It bothered him like a gnat, the red dot on his chest. He knew it wasn’t a rash because the dot danced in a tight circle on the outside of his grimy wife-beater undershirt. He tried a few times to brush the red dot away as he climbed out of the steep wooded ravine and reached a long row of garage doors, storage sheds where renters pack old furniture and vehicles and junk. And maybe valuables. He picked a door and from his pocket he pulled out a small crowbar to bust the padlock. As he wedged his tool against the lock, a violent force pounded him to the ground, knocking him out.
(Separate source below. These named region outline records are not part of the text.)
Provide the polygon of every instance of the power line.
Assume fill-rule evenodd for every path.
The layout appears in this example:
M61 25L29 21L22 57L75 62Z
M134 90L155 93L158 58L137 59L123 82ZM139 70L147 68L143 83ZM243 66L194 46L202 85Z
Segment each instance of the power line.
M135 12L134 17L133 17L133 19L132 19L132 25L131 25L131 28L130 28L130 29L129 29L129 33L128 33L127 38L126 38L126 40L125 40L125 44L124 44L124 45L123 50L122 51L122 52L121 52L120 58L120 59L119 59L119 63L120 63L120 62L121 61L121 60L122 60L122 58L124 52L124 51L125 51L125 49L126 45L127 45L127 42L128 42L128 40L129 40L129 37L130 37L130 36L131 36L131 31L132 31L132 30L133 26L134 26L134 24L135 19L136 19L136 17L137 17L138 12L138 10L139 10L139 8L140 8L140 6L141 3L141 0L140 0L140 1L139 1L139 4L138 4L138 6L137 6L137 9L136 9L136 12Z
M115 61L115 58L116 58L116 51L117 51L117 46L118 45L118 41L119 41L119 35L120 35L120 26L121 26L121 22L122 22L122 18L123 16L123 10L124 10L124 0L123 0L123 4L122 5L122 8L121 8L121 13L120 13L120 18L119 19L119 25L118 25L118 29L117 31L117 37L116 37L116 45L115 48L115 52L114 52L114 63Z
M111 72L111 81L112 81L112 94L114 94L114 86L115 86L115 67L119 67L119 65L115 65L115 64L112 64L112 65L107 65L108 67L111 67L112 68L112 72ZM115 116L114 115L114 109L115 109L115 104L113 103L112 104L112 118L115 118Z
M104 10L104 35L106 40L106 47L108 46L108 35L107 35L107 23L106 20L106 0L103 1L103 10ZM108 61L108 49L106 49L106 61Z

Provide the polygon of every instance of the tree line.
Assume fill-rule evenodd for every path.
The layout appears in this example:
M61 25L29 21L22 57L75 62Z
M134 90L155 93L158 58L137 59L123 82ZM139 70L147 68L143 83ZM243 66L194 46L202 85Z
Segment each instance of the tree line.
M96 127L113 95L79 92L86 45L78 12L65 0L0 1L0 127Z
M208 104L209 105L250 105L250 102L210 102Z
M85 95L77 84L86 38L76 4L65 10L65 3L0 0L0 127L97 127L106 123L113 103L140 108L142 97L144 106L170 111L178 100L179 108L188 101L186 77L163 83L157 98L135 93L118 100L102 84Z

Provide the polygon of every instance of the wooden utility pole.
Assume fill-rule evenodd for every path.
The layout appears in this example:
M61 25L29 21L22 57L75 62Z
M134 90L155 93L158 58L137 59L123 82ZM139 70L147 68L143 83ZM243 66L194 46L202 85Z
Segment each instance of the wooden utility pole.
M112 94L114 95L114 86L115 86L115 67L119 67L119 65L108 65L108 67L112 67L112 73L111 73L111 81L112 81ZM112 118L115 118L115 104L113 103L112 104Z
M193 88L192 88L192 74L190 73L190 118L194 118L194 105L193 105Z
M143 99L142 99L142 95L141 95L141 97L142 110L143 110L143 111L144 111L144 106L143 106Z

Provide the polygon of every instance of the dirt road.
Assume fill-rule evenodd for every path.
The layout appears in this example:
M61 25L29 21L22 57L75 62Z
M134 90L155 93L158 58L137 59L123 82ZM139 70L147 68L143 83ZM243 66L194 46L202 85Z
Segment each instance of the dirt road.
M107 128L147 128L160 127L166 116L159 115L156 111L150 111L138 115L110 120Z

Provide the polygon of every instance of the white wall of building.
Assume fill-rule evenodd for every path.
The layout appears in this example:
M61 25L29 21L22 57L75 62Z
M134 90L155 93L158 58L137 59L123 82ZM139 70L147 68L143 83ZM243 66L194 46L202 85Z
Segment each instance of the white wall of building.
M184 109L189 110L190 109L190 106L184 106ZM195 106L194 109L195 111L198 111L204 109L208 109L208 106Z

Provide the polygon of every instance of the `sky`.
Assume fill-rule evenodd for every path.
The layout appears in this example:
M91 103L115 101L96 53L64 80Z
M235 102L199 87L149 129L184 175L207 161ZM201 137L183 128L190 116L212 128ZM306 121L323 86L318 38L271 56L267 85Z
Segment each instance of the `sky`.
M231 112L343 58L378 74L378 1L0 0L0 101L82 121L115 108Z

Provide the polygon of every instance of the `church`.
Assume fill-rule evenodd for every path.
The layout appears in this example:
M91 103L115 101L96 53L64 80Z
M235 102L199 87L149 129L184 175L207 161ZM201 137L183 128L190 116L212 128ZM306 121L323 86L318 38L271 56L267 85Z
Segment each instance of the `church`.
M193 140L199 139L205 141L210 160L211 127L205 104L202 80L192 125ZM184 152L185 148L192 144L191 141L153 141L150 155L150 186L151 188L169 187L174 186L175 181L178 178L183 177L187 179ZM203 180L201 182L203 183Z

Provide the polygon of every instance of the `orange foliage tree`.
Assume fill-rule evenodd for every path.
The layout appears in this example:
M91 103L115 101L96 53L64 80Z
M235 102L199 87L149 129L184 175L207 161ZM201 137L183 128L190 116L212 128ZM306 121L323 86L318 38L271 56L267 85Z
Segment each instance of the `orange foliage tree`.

He regained consciousness lying face down in gravel, hands cuffed behind his back. He could see only his captor’s baggy black cargo pants stuffed into paratrooper boots.
“Can I have a cigarette?” he asked the boots.
“You picked the wrong day for a break-in,” a voice atop the boots ignored his request.
“How’d you find me?”
“We’ve been watching you since you entered this ravine,” boots replied. “I jumped you from the roof.”
On the other side of this low row of storage sheds, President Bill Clinton’s motorcade paraded down Branson’s main drag. The Secret Service had secured the route for days. A sniper atop the storage sheds had taken aim as the burglar climbed the ravine.
“I wondered what that red dot was,” the burglar was resigned to another stint in jail. “Can I have a cigarette?”